Quatrième visite de l’Association Casa Accueil

au gîte des fauconniers Lekouassems

Décidément, la terre des Doukkala et plus précisément Douar Smâala d’Ouled Frej n’arrête pas de confirmer son identité en tant que haut lieu de pèlerinage aussi bien pour les professionnels de la fauconnerie issus des pays les plus lointains que pour les touristes et visiteurs de proximité, en quête d’exotisme et de moments de détentes dans cet arrière pays de la Province d’El Jadida où les nouveaux souffles de la modernité n’arrivent toujours pas à fissurer les remparts des traditions ancestrales qui continuent à régner en maîtres absolus dans cette zone dont les traditions locales semblent  s’être figées dans le temps.

Ce douar qui était anonyme pas plus que quelques années plus tôt, tend à devenir aujourd’hui  une référence des plus crédibles en matière de sauvegarde et de développement  de son plus précieux héritage, plus connu sous le nom de la fauconnerie. Un trésor légué par les anciens et qu’on croyait enseveli à jamais mais qui refait  miraculeusement surface en s’accaparant les devant de la scène tout en suscitant l’intérêt des instances les plus haut placées.
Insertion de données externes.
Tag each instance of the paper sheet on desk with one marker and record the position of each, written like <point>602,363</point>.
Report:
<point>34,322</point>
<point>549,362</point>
Aussi bien que le festival qui lui est dédié et qui est aujourd’hui à sa troisième édition et qui ne  fait que couronner un long travail de fond  et une forte conviction des hommes qui ont défendu sa cause, la fauconnerie Lekoussem d’Ouled Frej ne cesse d’élargir le champ de ses amis, si bien que les visites au gîte de ces fauconniers se relayent et se diversifient tout au long de l’année avec comme seul objectif, mieux connaitre les hommes de cette tribu  dont la renommée a transcendé l’espace et le temps.

Dimanche dernier, nos amis de l’Association Casa Accueil qui sont à leur quatrième visite au gîte des fauconniers n’ont pas dérogé à la règle de leur rituel en s’amenant en masse dans un long cortège de voitures qui peut apparaître  comme insolite dans cette contrée où la seule musique de fond, se résume au bruissement du vent qui taquine le feuillage des multiples arbres fruitiers, aux cris d’alertes des différentes espèces de volailles qui appellent leur progéniture à l’ordre ou encore aux battements d’ailes des faucons bien accrochés à leurs perchoirs dans l’attente d’exhiber leurs prouesses à l’honneur de ces invités de marque  tombés depuis un certain temps sous le charme de ce patrimoine humain vivant.

Comme d’habitude, la rencontre a été cordiale, instructive pour les uns comme pour les autres et surtout très récréative pour les enfants qui ont oublié leur fatigue de voyage pour se donner à cœur joie à leurs distractions légitimes et s’abreuver du grand air en se convertissant en petits prospecteurs avides de s’intéresser à la moindre curiosité locale qui meuble généralement l’imaginaire des générations de leur âge.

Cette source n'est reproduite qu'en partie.